With 8 pound roasters at 30 cents, we have an expense account about as follows: cost of production to broiler stage, 30 cents as previously given. An additional food cost of 10 cents per pound of chicken flesh would still leave a margin of $1.40, so, for an income of $1,200, only about 860 birds need be raised, a proposition not beyond the capacity of one man to handle.
Allowing a spread of five hatching periods, the number of eggs required at once would be one-twelfth that demanded by the broiler farm. As it is, the roaster grower finds trouble in getting good eggs and is obliged to pay 50 cents a dozen for them, but his want is within the region of possibility.
The South Shore roaster district is an example of an industry built up by specialization and co-operation. But in this sense I do not mean co-operation in production, but that the product is handled by a few dealers and has become well known so that the brand sells readily at an advanced price. To a beginner in the South Shore district, the numerous successes and failures around him cannot help but be of great benefit. The South Shore roaster district of Massachusetts is the best example of specialized community production of poultry flesh that we have in the United States. It is only rivaled by the districts in the south of England and in France.
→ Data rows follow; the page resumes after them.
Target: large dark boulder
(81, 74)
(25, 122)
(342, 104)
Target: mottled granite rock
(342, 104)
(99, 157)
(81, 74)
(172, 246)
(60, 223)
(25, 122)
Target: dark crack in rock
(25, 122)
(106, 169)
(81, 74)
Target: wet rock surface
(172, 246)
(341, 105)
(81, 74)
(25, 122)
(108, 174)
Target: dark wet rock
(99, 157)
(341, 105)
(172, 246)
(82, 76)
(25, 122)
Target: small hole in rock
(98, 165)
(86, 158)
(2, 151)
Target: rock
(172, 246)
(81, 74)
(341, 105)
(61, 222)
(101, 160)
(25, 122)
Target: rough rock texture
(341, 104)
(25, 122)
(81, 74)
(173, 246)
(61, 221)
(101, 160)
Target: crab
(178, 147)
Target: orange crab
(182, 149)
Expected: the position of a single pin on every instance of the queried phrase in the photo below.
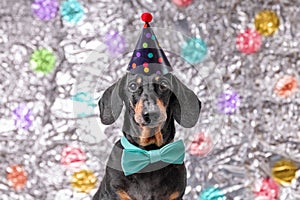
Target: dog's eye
(133, 87)
(163, 85)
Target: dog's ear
(184, 103)
(111, 103)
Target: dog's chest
(157, 185)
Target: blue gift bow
(135, 159)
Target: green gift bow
(135, 159)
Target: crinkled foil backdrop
(265, 128)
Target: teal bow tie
(135, 159)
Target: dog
(152, 104)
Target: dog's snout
(151, 116)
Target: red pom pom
(146, 17)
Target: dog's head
(152, 103)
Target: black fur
(158, 180)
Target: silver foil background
(263, 129)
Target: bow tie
(135, 159)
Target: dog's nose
(151, 116)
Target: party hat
(148, 57)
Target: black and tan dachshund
(152, 104)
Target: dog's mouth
(148, 123)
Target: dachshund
(152, 104)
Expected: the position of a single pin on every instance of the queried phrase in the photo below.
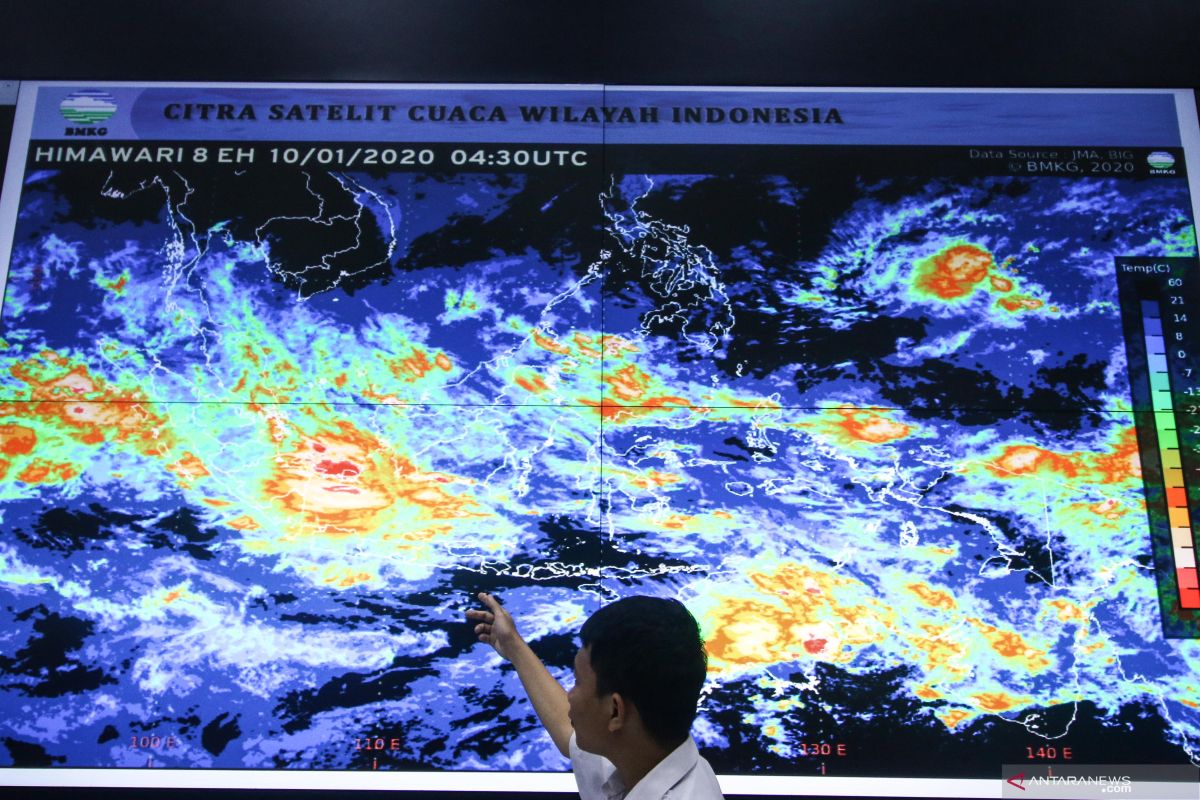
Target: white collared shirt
(682, 775)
In Chapter III the writer takes up fully the community production of eggs. The reason I have gone into this matter in regard to eggs rather than roasters, is because the egg production is much the greater industry, and, whereas the soft roaster is at a premium only in a few Boston shops, high grade eggs are universally recognized and in demand. Many of the economies, especially concerning incubation, would apply equally well in both communities. I expect to see the time when chicken flesh shall be produced with these more advanced methods in many "South Shore" communities.
Too Much Competition in Fancy Poultry.
The various types of chicken farming are classified by what is made the leading sales product. This will depend wholly upon what is done with the female chicks that are hatched. If they are sold as broilers it is a broiler plant; if as roasters, it is a roaster plant; if as stock, it is a fancy or breeding stock business, but if kept for laying the proposition is an egg farm, and all other products are by-products. These by-products are to be carefully considered, and sold at the greatest possible price, but their production is incidental to the production of the main crop.
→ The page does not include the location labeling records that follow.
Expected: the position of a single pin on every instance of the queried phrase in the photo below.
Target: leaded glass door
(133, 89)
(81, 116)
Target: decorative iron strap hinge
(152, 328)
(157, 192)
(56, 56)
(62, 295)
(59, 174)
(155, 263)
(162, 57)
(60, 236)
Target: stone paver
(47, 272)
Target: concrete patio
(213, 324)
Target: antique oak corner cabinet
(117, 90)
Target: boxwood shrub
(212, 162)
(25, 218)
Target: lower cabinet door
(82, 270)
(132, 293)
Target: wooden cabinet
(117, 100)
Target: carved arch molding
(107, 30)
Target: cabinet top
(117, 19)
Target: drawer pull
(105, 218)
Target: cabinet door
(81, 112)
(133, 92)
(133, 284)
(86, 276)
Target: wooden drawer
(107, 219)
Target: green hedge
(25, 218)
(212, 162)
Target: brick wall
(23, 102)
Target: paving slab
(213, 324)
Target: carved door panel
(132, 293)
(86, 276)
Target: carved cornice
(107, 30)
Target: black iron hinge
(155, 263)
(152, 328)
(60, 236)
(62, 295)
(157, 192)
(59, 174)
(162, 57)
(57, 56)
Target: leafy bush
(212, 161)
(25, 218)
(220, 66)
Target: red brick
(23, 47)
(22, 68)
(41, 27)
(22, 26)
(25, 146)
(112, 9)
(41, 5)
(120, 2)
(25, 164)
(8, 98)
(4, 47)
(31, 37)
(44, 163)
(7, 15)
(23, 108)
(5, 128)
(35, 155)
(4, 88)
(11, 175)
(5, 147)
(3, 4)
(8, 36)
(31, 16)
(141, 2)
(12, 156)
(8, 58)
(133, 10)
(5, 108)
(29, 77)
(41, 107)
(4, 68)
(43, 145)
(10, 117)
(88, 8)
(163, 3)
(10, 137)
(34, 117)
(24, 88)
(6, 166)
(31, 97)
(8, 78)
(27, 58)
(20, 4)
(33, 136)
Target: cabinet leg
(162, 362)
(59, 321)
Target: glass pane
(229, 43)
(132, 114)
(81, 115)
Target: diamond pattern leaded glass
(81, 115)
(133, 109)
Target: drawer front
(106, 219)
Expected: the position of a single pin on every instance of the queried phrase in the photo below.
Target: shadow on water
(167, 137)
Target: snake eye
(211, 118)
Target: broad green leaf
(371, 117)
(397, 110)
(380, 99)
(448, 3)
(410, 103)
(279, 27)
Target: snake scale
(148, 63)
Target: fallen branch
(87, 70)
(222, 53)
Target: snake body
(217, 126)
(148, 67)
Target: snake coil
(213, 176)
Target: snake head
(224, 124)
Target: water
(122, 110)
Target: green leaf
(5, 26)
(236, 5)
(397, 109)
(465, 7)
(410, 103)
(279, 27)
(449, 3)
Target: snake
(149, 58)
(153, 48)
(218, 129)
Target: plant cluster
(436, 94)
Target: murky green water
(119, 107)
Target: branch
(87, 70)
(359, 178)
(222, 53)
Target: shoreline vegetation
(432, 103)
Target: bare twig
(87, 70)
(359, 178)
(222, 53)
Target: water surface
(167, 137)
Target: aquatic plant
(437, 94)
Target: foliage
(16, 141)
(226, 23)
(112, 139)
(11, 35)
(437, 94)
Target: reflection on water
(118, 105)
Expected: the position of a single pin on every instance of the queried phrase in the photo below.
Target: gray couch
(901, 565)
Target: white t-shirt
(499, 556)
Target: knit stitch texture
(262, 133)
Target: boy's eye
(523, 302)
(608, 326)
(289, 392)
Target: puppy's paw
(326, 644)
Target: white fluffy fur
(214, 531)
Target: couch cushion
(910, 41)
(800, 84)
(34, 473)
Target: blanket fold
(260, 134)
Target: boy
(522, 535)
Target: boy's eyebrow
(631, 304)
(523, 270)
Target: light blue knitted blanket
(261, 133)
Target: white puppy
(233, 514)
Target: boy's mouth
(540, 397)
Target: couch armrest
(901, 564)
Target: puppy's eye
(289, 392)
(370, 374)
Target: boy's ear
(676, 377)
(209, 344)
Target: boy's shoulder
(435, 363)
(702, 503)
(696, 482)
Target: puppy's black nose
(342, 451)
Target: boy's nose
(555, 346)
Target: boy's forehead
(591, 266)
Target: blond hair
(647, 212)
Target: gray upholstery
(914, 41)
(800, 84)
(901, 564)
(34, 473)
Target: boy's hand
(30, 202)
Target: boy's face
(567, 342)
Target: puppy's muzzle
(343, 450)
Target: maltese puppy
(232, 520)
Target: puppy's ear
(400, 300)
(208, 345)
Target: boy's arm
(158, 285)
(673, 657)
Of the fancy poultry business as a main issue it must be said that it is certainly a poor policy to start out to make a living doing what hundreds of other people are only too glad to spend money in doing. Just as a homeless girl in a great city is beaten out in the struggle for existence by competition with girls who have good homes, and are working for chocolate money, so the man starting out as a poultry fancier is certainly working at great odds in competition with the professional men, farmers and poultry raisers whose income from fancy stock is meant to buy Christmas presents and not to pay grocery bills.
To enter the fancy poultry business, one should take up poultry breeding in a small way, while working at another occupation, or he may take up commercial poultry production, learn to produce stock in large quantities and at a low productive cost, after which any breeding stock business he may secure will be added profit. The fancier will find the cost of production as given for commercial purposes very instructive, but if he operates in a small way he should expect to find his productive costs increased unless he chooses to count his own labor as of little or no value. That every chicken fancier also has in a small way commercial products to sell, goes without saying. These, indeed, together with his sales of high-priced stock, may pull him through with a total profit, even though his production cost is great, but every fancier should take a pride in making the sales at commercial rates pay for their cost of production.
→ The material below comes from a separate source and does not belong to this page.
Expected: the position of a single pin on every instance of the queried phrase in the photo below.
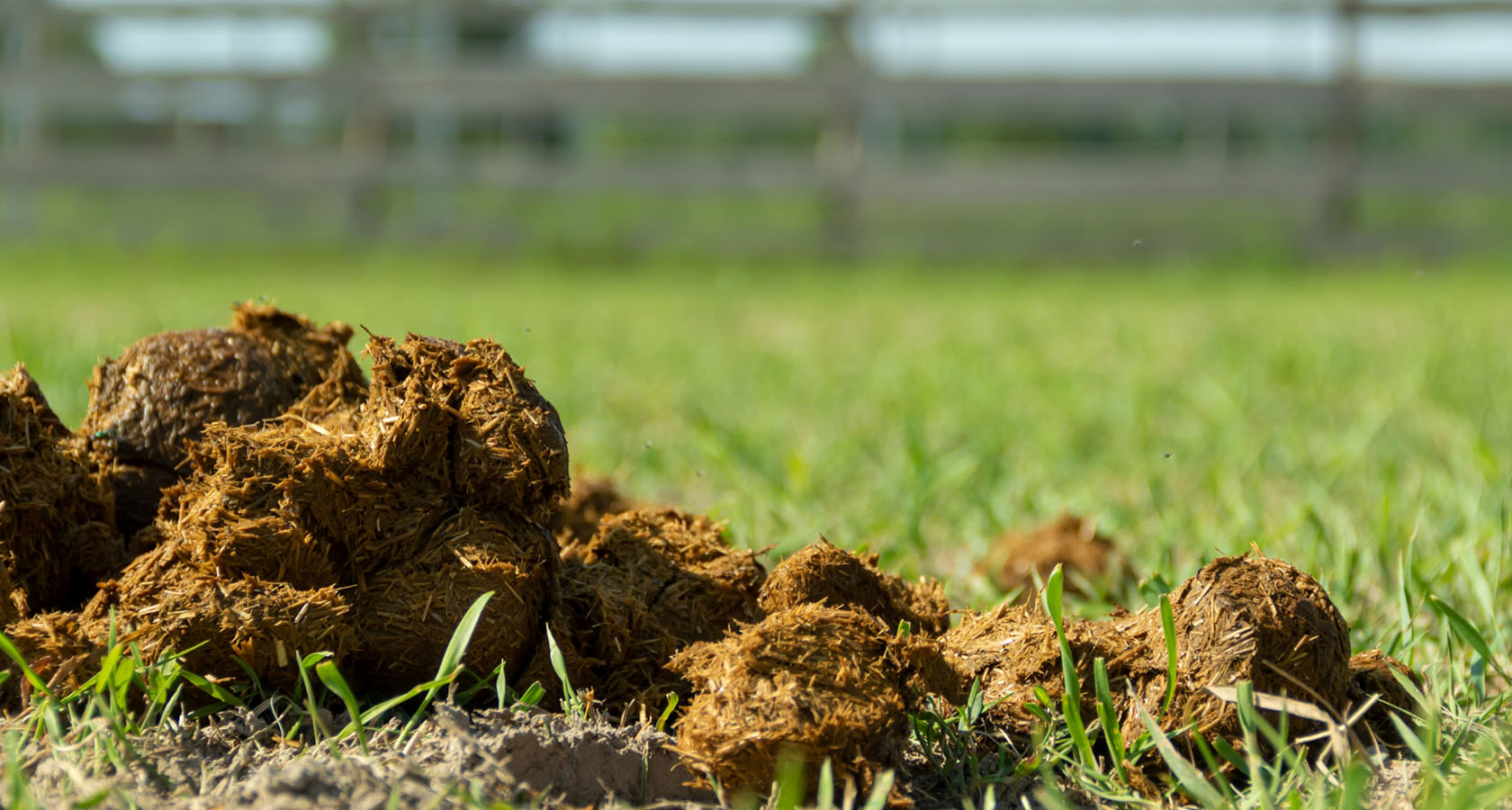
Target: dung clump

If the reader has received the impression from the present discussion that fancy poultry breeding always proves unprofitable, he certainly has failed to get the key-note of the situation. There are numbers of fancy poultry breeders making incomes of several thousand dollars per year, but these are old breeders and well-known men.
There is another type of poultry fancier who is more commercial in his methods, but whose work lacks the personal enthusiasm and artistic touch of the regular fancier. I refer to the band wagon style of breeder who gets out a general catalog in which are pictured acres of poultry yards with fences as straight as the draughtsman's rule can make them. Such men do a big business. They may carry a part or all of the breeding stock on a central poultry plant and farm out the eggs, contracting to buy back the stock in the fall, or the poultry farm may be a myth and the manager may simply sell the product of the neighboring farmers who raise it under contract.